These results of our test of the impact of DMI in High Point, which use stronger statistical controls than earlier work, find larger effect sizes and more significant effects, probably due to the fact that our estimates are more precise. After 10 years, we estimate that in 2011, the reduction of 21 % overall crime from those five intervention areas resulted only in a 4 % decrease in city-wide crime, and the 54 % decrease in drug crime in the target zone resulted in a 16 % drop in drug crimes for the entire city. While these numbers are impressive, they are a far cry from a crime panacea. Rigorous evaluations of subsequent sites are essential to understanding if the program can be replicated and if it provides a good return on investment. The results of our High Point DMI evaluation contribute to the growing body of evidence that the more focused and specific the strategies of the police, and the more tailored to the problems they seek to address, the more effective the police will be in controlling crime and disorder (Braga and Weisburd 2010; National Research Council 2004; Weisburd and Eck 2004).

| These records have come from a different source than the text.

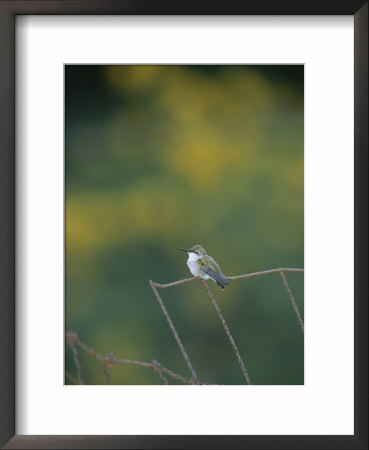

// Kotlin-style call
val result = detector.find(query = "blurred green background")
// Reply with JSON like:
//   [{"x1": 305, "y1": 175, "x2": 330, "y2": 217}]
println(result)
[{"x1": 65, "y1": 65, "x2": 304, "y2": 385}]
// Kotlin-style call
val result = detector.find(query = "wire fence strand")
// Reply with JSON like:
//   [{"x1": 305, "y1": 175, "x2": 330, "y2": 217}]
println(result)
[
  {"x1": 65, "y1": 268, "x2": 304, "y2": 385},
  {"x1": 150, "y1": 267, "x2": 304, "y2": 384},
  {"x1": 66, "y1": 331, "x2": 201, "y2": 384},
  {"x1": 202, "y1": 280, "x2": 251, "y2": 384},
  {"x1": 279, "y1": 270, "x2": 304, "y2": 333},
  {"x1": 150, "y1": 280, "x2": 199, "y2": 384}
]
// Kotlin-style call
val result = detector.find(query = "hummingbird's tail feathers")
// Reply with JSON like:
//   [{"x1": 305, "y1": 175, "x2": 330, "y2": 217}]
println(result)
[{"x1": 202, "y1": 266, "x2": 231, "y2": 289}]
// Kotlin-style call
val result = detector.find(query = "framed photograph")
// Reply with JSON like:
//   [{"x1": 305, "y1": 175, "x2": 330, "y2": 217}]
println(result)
[{"x1": 0, "y1": 0, "x2": 368, "y2": 449}]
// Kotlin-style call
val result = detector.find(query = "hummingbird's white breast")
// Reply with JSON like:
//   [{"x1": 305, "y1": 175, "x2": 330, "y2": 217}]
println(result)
[{"x1": 187, "y1": 252, "x2": 210, "y2": 280}]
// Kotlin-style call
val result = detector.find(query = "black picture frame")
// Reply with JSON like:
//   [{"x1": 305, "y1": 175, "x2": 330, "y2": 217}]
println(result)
[{"x1": 0, "y1": 0, "x2": 368, "y2": 449}]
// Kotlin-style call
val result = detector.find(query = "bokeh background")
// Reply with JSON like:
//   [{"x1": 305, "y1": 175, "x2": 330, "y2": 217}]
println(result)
[{"x1": 65, "y1": 65, "x2": 304, "y2": 385}]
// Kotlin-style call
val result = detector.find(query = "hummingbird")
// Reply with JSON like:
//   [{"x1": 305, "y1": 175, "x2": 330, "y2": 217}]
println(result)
[{"x1": 177, "y1": 245, "x2": 231, "y2": 289}]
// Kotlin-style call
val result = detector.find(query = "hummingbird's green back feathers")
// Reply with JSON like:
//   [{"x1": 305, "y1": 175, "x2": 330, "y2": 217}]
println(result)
[
  {"x1": 197, "y1": 255, "x2": 231, "y2": 289},
  {"x1": 177, "y1": 244, "x2": 231, "y2": 289}
]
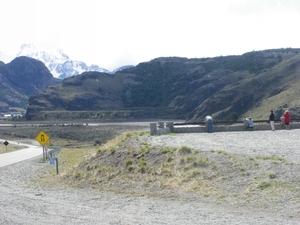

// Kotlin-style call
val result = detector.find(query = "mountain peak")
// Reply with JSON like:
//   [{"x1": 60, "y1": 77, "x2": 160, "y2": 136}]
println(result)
[{"x1": 17, "y1": 44, "x2": 111, "y2": 79}]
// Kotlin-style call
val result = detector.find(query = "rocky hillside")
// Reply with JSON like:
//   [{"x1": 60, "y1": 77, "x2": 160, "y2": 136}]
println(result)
[
  {"x1": 0, "y1": 56, "x2": 59, "y2": 112},
  {"x1": 27, "y1": 49, "x2": 300, "y2": 122}
]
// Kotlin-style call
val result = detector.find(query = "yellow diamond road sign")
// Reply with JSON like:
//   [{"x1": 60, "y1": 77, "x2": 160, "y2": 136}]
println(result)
[{"x1": 35, "y1": 131, "x2": 50, "y2": 146}]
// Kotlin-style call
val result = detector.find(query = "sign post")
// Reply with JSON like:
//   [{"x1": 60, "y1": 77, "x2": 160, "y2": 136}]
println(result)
[
  {"x1": 3, "y1": 141, "x2": 9, "y2": 152},
  {"x1": 50, "y1": 157, "x2": 58, "y2": 174},
  {"x1": 35, "y1": 131, "x2": 50, "y2": 161}
]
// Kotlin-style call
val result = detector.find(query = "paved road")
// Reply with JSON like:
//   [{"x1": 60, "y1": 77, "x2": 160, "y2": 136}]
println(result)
[{"x1": 0, "y1": 139, "x2": 43, "y2": 167}]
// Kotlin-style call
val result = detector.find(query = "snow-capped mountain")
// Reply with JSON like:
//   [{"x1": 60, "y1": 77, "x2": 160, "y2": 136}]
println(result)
[
  {"x1": 16, "y1": 44, "x2": 111, "y2": 79},
  {"x1": 0, "y1": 52, "x2": 14, "y2": 63}
]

As more police agencies adopt evidence-based policing ideals, program evaluators will need a broad range of methodological and statistical approaches, such as those described in this article, in their “tool kit” to address the wide variety of opportunities and challenges they will face. This paper presents an application of a new quasi-experimental methodology to evaluate a place-based policing crime reduction strategy that is flexible enough to be used in small geographic areas with no natural counterfactual. The synthetic control method attempts to create the best comparison area currently available, essentially generating a data-driven counterfactual that mimics the sociodemographics, crime levels, and historical crime trends, to more precisely estimate the intervention’s effect. This method allows for a better and more precise estimate of program impact in flexible geographic levels of aggregation.